Step S104, segmenting the partial image in accordance with the partial segmentation probability map, to acquire a second segmentation probability map.
In this step, the partial image may be segmented by using a pre-trained segmentation network of which inputs include the partial segmentation probability map and the partial image, so as to acquire the second segmentation probability map. The segmentation network may be a segmentation network trained and acquired in accordance with training partial segmentation probability maps, training partial images and segmentation labels of the training partial images. For example, the segmentation network may be an encoder and a decoder, or HRNET, and a loss function of the segmentation network may be a binary loss regression function or another loss regression function.
In this step, since the partial image is segmented in accordance with the first segmentation probability map, as compared with a first segmentation, the accuracy of the image segmentation may be improved.
Step S105, combining the first segmentation probability map with the second segmentation probability map, to acquire a segmentation result of the input portrait image.
When the first segmentation probability map and the second segmentation probability map are combined, it may combine the second segmentation probability map with pixels of the region in the first segmentation probability map, so as to acquire the segmentation result of the input portrait image, such as a head segmentation image of the input portrait image.

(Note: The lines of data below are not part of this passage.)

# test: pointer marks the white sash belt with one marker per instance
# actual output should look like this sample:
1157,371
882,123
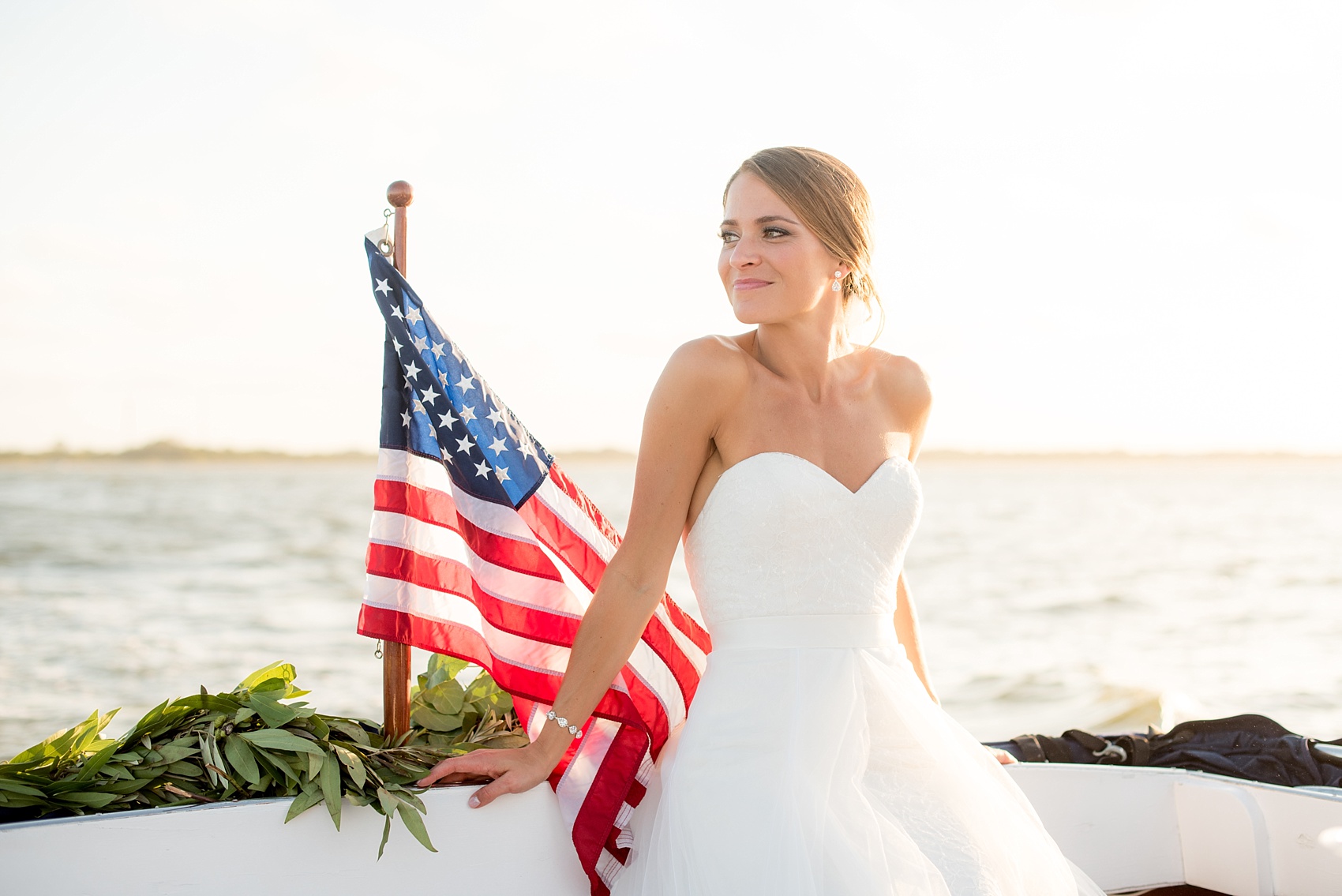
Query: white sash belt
832,631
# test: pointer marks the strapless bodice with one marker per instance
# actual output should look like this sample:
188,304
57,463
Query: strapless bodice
782,537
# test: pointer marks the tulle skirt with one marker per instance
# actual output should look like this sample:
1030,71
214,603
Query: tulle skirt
815,763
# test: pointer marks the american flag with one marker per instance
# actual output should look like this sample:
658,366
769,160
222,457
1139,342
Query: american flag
483,549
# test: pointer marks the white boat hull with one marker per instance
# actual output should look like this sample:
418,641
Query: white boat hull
1127,828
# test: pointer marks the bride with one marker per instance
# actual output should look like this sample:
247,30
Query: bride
816,758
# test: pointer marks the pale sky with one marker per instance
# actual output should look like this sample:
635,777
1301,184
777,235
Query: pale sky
1100,226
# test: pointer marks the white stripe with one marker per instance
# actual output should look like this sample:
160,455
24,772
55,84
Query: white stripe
608,868
565,508
429,475
698,659
505,583
581,770
440,606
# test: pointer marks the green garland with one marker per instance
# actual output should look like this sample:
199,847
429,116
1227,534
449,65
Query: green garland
250,744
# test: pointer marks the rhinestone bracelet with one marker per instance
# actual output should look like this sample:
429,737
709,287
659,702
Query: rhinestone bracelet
564,723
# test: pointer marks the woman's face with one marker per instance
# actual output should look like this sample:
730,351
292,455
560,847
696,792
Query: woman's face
772,266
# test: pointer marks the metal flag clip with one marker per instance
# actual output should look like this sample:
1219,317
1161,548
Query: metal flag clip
381,238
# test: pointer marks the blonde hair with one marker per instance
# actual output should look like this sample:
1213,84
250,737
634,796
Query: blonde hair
834,205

In the present disclosure, the first segmentation probability map and the second segmentation probability map may be acquired through the above steps, and then the first segmentation probability map and the second segmentation probability map may be combined, so as to acquire the segmentation result of the input portrait image, thereby to improve the accuracy of the image segmentation. For example, hairline-level accuracy may be achieved during a head segmentation.
It should be appreciated that the method of segmenting the image in the present disclosure may be applied to an electronic device, such as a server, a computer, a mobile phone and a tablet computer. Further, the acquired segmentation result may be applied to such scenario as automatic green screen matting, portrait image background replacement.
In a possible embodiment of the present disclosure, the segmenting the partial image in accordance with the partial segmentation probability map, to acquire the second segmentation probability map includes: generating a trimap of the partial segmentation probability map; and performing segmentation by using the partial image and the trimap as inputs of a first segmentation network, to acquire the second segmentation probability map.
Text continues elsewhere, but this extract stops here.